We’re told to pray continually. To bring our needs, our fears, our thanks, our faults and our errors before God. We’re told to leave our concerns with God every day, and when we do that, we don’t just pray for our selves, we are able to pray for those whom we know, whom we love, and perhaps even pray for those whom we don’t know or love because they need God’s loving guidance in their lives, as we need it in our lives every day.
We’re able to pray for the loves of our lives, and for the challenges, we’re able to grow when we give our prayer concerns to God, because God’s wisdom will help us find the answers.
At the same time, Paul tell us to give thanks. And we can see this as a function of our prayers, but perhaps we can do this more? Especially at this time of year? We can give thanks that we, or family members travelled safely and reached destinations with no troubles.
We can give thanks that the season has come together, perhaps not how we envisioned it, on this side of Christmas, but perhaps as God has envisioned.
We can give thanks that we have another day to rejoice and to pray, and to adhere to every good gift from God. We can give thanks that we have given our burdens into God’s keeping and that we grow when God answers our prayers, even when those prayers aren’t answered in ways we would naturally expect.
We are able to give thanks for all those in our lives, from those we love unconditionally, to those who get under our skins, because they help us to grow, and to rely upon Christ for our daily needs.
I’m not saying we need a ‘Griswold’s family Christmas’ experience to remind us of how joy comes into our lives, even if its through the back door, but at the same time, we can seek out the joy in the same way we choose the spices and ingredients with which we cook or bake.
We can choose the positive, we can choose the laughter, we can choose to rejoice in the same way we choose the ginger, and the allspice, the cloves and the cinnamon for the baking.
We can choose the thyme, the sage, the oregano for the soups and stews.
We can create the old family recipes that bring a smile of memory to our faces, as our hearts remember those who contributed those recipes at family gatherings in the past.
The point is we can choose. Both Paul and Mary, today, show us joy in our lives, and encourage us to emulate that in our day to day actions. But it is a choice that we make, every day.
I remember one person who, for a year, made the commitment to be happy, every day. In her life, every day, she committed herself to being happy, to showing joy in the world around us, and for the year of that experiment, a habit that she chose to use to define her life, she has become a happier individual, fulfilling all that Paul tells us today.

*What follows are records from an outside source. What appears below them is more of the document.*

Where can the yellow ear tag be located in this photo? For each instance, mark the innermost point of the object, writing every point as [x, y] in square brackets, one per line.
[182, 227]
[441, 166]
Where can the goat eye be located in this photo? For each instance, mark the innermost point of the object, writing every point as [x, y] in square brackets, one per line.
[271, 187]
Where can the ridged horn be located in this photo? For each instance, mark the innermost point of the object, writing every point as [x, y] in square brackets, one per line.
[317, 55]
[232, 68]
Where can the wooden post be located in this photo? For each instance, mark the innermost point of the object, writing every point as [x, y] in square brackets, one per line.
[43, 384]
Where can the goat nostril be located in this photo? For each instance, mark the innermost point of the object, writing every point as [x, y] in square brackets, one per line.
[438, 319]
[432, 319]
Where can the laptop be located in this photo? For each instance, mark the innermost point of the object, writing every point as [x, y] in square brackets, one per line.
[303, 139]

But in all of this we are fulfilling what Paul has directed us to do in his letter to the Thessalonians. We’re fulfilling Mary’s song in the canticle that is read today, in preparation for the arrival of the Christ child in our lives, in our hearts, in our reality.
So, we have the choice. We are able to follow Paul’s instructions, Paul’s directive, and do it with more joy than a parent telling us, unrepentant miscreants to apologize to an equally unrepentant sibling, making this a command that is difficult to fulfill and wrenching to our hearts and lives.
Or we can follow Paul’s instructions, Paul’s directive and embrace his words, his teachings. We can see where they mesh with Jesus love, teachings, words, and we can grow in our understanding of the depths of God’s love for all of humanity when Jesus comes into the world to teach us to love, to teach us to live in the grace that comes from God, and has the ability to change our lives, our hearts, not just at this harried time of year, but every day of our lives.